# An introduction to interlacing families

Perhaps you heard on Gil Kalai’s blog, but the 54-year-old Kadison-Singer problem was recently solved by Adam Marcus, Dan Spielman and Nikhil Srivastava. The paper is fantastically short, and comes as a sequel to another recent paper which used similar methods to solve another important problem: For every degree $d>2$, there exists an infinite family of $d$-regular bipartite Ramanujan graphs. Considering the gravity of these results, it’s probably wise to get a grasp of the techniques that are used to prove them. The main technique they use (“the method of interlacing families”) is actually new, and so I decided to write a blog post to discuss it (and force myself to understand it).

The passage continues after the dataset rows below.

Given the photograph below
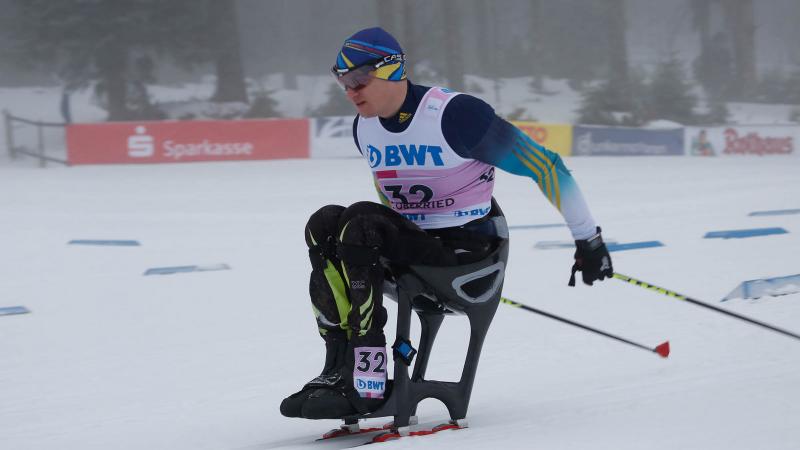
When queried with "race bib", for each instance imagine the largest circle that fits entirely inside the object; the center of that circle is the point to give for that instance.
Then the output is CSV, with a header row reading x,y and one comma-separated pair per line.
x,y
369,371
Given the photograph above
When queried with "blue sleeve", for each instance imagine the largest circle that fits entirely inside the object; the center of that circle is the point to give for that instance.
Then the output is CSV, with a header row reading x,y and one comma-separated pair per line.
x,y
355,133
474,131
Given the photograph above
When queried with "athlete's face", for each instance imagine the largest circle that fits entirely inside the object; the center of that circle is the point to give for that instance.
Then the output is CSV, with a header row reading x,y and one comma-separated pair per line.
x,y
376,97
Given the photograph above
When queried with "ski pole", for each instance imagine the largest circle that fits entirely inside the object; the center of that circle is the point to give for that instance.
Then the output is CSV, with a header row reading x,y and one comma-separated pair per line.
x,y
662,349
678,296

— 1. A new probabilistic method —

The main idea is that you’re given a list of polynomials, and you’re asked to establish that the largest real root of one of these polynomials is smaller than something. This is very similar to the sort of problem that the probabilistic method could be used to solve: Suppose you have a huge collection $S$ of real numbers, and you want to see how small these numbers can be. Define a random variable $X$ to be uniformly distributed over $S$ and compute the expected value. Then you know that there is some member of $S$ which is no larger than $\mathbb{E}[X]$. Another way to say this is the minimum is always less than or equal to the average. Functional analysts use this pigeonhole principle-type argument all the time without consciously acknowledging that they are using the probabilistic method. Of course, the probabilistic method can be formulated as “just counting,” but oftentimes, it is easier to think in terms of probability.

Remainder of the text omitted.